Crews news (corrected from the print version)
The closure of all restaurants in New Mexico is bound to have a profound impact on the region’s eating-out scene.
While we reported in print that we heard Billy Crews, the world-famous restaurant that’s been serving up fine dining and just as fine wines since 1956, was closing, we've heard from Billy and they are indeed open and serving take-out. Billy also says he plans reopen as soon as possible. We regret erroneously reporting otherwise.
Owner Billy Crews first opened the restaurant in 1956. It became famous for its steaks and its list of more than 3,500 fine wines. The eatery has been a consistent Wine Spectator Grand Award winner since 1986, when it was first mentioned in The New York Times.
In 2006, a New York Times restaurant reviewer wrote: “The steaks are very, very good, and the wine list, which runs to 112 densely typed pages, has been winning national awards for decades.”
And even though it’s located in Santa Teresa, New Mexico, Billy Crews was once ranked by Texas Monthly as one of the top 10 places in Texas to have a steak.
Here’s some other good news: The very well-stocked package liquor store will also stay open.
Hal Marcus update
It seems that KDBC Channel 4 did not air the TV program “Texas Country Reporter” on Sunday, March 22, as announced. That means El Pasoans who had been looking forward to seeing a segment on local artist Hal Marcus tuned in to see a basketball game from 2008 instead.

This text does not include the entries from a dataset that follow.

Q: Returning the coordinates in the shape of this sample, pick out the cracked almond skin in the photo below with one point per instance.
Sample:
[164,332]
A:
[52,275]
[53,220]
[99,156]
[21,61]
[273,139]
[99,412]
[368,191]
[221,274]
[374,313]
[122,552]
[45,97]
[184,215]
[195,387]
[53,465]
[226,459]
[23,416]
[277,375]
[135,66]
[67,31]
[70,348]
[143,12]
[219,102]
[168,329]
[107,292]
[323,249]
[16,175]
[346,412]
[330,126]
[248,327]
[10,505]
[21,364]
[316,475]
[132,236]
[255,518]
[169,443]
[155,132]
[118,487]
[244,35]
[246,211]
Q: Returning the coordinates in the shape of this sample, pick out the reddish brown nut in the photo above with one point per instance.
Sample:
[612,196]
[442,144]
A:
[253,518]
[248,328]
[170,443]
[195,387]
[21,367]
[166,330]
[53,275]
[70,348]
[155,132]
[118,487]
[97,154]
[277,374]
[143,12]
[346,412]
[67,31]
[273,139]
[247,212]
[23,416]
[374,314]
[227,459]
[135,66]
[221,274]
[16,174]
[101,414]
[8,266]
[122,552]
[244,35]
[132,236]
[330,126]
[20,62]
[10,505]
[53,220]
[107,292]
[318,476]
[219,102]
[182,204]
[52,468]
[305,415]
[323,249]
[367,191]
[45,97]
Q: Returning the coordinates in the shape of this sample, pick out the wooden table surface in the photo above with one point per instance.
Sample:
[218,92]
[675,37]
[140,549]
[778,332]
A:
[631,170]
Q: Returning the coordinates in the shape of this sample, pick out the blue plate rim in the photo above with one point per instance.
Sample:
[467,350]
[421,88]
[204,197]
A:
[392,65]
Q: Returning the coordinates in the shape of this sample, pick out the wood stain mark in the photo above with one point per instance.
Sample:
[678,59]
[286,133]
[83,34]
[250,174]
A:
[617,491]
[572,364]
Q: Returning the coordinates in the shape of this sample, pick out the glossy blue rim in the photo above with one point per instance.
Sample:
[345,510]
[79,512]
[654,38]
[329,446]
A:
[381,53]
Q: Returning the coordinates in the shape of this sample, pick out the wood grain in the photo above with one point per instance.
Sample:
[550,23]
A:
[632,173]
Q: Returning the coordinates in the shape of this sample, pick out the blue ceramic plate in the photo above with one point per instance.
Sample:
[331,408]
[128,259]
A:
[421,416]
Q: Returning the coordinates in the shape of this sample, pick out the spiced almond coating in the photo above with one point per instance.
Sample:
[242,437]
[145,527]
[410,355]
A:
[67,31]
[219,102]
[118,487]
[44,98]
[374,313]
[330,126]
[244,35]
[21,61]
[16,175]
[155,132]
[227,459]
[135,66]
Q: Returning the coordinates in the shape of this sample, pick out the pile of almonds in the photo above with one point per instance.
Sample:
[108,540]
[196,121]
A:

But there’s hope! A resourceful reader checked with the host of “Texas Country Reporter” himself, Bob Phillips, who said in an email that the segment will be shown at 7 and 11 p.m. El Paso time this Friday, March 27, on the cable channel RFD-TV.
If you’re a DirecTV subscriber, you’ll find RFD-TV on Channel 345. Depending on your AT&T U-verse service, it may be available on Channel 1568. And on Spectrum, RFD-TV is on Channel 297, depending on your cable package.
As we’ve mentioned, Hal Marcus has been creating striking, colorful paintings of his hometown for years. You’ve probably seen some of his murals that hang in public spaces, including the El Paso County Courthouse.
A moment in time
It was 56 years ago last week, March 19, 1966, that the Miners from Texas Western College in El Paso took on the Kentucky Wildcats, and changed the face of college sports forever.
Miners coach Don Haskins started five African-American players for the first time in an NCAA championship game, and won, 72-65. Texas Western, now UTEP, is still the only men’s team from Texas to bring home the championship trophy.
As we ponder the strange, trying times we now face, it’s an important reminder that good things can happen, too.